A complete answer to the above question would necessitate a book (one we are not qualified to write). However, we'd like to just make a couple of points in response to a recent article by Frank Shostak titled "The Dollar and the Balance of Trade". In this article Dr Shostak asserts that it is 'purchasing power parity' and not the balance of trade that determines currency exchange rates. Using a simplistic example, this means that if 1kg of potatoes can be purchased with 1 US dollar in the US and 2 euros in Europe then US$1 is equivalent to 2 euros, that is, the US$/euro rate should be 2. In this example it would certainly be possible for the exchange rate to move a considerable distance from 2 in either direction, but it would eventually move back to purchasing power parity (2 euros = 1 dollar).

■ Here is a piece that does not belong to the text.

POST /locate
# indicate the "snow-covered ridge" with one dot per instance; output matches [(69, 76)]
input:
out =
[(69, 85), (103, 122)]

We are in partial agreement with Shostak's argument because a trade deficit can be thought of as an effect of a mismatch in purchasing power. In other words, if goods produced in Europe are cheaper than the equivalent goods in the US then US consumers will buy from Europe rather than buy the home-grown product. In this case the US would be in deficit with respect to trade with Europe. However, we think it is important to take into consideration the fact that trade in goods and services accounts for less than 10% of total international capital flows, with investment accounting for the remaining 90+%. So, even if purchasing power parity exists between the US and the EMU this could only bring approximately 10% of total capital flows into balance. What happens with the remaining 90% will be determined by the expectations of investors regarding future 'real' returns on dollar-denominated investments relative to euro-denominated investments. As such, if it takes an average of 24 dollars to buy one dollar of expected future company earnings in the US and only 12 euros to buy 1 euro of expected future company earnings in Europe, then the dollar might be vastly over-priced at a level of 1 euro = 1.17 dollars (the current rate) even if 1kg of potatoes cost the same in Europe and the US. In this example, one euro would need to buy two dollars in the foreign exchange market in order to achieve purchasing power parity at an investment level.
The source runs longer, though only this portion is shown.